La période de prospérité se termine en 1959, alors que le gouvernement américain annonce qu'il ne renouvellera pas les contrats d'achat d'uranium après 1962. La signature d'un contrat avec la Grande-Bretagne et la décision du gouvernement canadien de constituer des stocks d'uranium, ne peuvent qu'atténuer l'impact de la crise. Le personnel d'Eldorado passe de 1 557 en 1957, à 783 en 1965. En 1968 la compagnie change de nom et devient Eldorado Nuclear Limited / Eldorado Nucléaire Limitée, et son mandat s'étend maintenant à d'autres minerais que l'uranium et le radium.
Durant les années 1970 le marché de l'uranium reprend quelque peu de la vigueur, à la faveur du développement des centrales nucléaires. En 1974 le gouvernement canadien lève le moratoire qu'il avait imposé sur la prospection pour l'uranium. Eldorado compte 1288 employés en 1977. En 1982 Eldorado acquiert la Gulf Minerals Canada Limited Company (GMCL) et Uranerz. Ces deux compagnies s'étaient associées pour développer les sites miniers de Rabbit Lake, en Saskatchewan. La production d'uranium de Rabbit Lake, entreprise en 1975, atteignait 13,5 % du total canadien à la fin des années 1970. Par contre la mine de Beaverlodge est fermée définitivement en 1982. De son côté, la NTCL passe au ministère des Transports en 1975.
En 1983 Eldorado devient une filiale de la Corporation de développement des investissements du Canada (CDIC). Cette dernière a été créée en 1982 pour gérer les actifs des sociétés de la Couronne destinées à la privatisation. En 1988, en vertu de la Loi sur la réorganisation et l'aliénation de Eldorado Nucléaire Limitée (35-36-37 Eliz. II, chap. 41), Eldorado Nucléaire était fusionnée avec la Saskatchewan Mining Development Corporation pour former la Canadian Mining and Energy Company (Cameco), toujours propriété de la CDIC. A la même époque cette dernière créait une autre filiale, Canada Eldor, pour s'occuper du suivi des affaires d'Eldorado (pensions, documents, etc). Entre 1988 et 1995 la CDIC a vendu toutes les actions qu'elle détenait dans Cameco.
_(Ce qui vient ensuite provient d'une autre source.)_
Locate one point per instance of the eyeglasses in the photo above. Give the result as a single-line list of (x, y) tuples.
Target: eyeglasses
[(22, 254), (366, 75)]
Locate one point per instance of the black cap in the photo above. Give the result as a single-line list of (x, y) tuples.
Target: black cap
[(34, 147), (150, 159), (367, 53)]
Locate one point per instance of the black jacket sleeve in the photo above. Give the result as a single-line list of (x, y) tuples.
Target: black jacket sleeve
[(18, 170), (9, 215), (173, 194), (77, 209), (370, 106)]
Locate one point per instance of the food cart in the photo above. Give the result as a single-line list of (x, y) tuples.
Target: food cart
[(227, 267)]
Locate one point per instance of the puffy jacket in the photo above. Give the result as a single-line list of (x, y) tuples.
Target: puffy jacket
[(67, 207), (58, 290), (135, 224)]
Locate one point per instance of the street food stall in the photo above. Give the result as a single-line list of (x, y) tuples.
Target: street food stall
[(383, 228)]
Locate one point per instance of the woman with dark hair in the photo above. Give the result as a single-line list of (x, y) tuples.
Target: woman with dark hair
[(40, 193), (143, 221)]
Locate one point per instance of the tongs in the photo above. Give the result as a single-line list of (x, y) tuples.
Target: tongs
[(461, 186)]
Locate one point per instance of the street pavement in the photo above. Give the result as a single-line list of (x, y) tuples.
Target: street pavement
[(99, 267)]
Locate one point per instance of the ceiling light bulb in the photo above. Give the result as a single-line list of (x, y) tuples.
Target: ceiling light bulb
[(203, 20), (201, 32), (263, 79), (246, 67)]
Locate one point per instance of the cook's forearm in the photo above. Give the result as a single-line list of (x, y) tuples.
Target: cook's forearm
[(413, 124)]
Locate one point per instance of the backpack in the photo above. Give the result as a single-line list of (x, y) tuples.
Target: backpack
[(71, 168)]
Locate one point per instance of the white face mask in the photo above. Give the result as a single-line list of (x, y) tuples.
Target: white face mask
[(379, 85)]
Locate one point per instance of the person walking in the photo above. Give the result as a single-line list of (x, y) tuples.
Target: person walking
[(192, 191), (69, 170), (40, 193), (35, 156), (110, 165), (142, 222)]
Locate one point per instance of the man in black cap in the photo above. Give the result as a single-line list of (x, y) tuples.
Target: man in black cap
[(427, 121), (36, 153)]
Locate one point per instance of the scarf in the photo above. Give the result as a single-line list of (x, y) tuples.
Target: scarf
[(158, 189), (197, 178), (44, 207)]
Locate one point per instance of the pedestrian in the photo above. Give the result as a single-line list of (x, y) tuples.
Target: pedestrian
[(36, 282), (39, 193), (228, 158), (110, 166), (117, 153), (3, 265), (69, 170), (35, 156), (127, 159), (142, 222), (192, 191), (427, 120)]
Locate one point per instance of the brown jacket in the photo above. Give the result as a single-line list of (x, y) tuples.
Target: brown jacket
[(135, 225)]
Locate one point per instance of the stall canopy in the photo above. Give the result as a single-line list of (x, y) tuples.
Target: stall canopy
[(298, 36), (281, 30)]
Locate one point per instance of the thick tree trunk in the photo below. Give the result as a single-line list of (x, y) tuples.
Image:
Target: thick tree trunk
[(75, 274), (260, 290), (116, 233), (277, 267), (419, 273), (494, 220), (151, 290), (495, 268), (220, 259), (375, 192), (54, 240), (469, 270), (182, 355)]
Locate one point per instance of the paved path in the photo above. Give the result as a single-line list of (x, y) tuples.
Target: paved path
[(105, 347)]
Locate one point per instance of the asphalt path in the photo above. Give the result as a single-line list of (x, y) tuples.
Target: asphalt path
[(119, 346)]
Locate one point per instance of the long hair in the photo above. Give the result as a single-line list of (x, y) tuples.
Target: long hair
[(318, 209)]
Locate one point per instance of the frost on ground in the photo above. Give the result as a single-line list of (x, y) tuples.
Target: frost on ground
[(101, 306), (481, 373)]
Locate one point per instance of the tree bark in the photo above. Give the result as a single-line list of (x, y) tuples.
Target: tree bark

Au cours de son existence comme compagnie de la Couronne, Eldorado s'est successivement rapportée au ministre des Munitions et des Approvisionnements (1944-1946), au ministre de la Reconstruction et des Approvisionnements (1946-1951), au ministre de la Production de Défense (1951-1955), au ministre du Commerce (1955-1965), au ministre des Mines et des Relevés techniques (1965-1966), au ministère de l'Énergie, des Mines et des Ressources (1966-1983), puis à la CDIC. A partir de 1965 la NTCL s'est rapportée à un ministre différent de celui d'Eldorado: le ministre du Nord canadien et des Ressources nationales (1965-1966), le ministre des Affaires indiennes et du Nord canadien (1966-1975), puis le ministre des Transports.
La présidence d'Eldorado a été occupée successivement par A.E. Hall (1926), Charles et Gilbert Labine, en alternance (1926-1947), William J. Bennett (1947-1958), Roy Henry (1958), William Gilchrist (1958-1974), Nicholas Ediger (1974-1987) et George Bonar (à partir de 1987).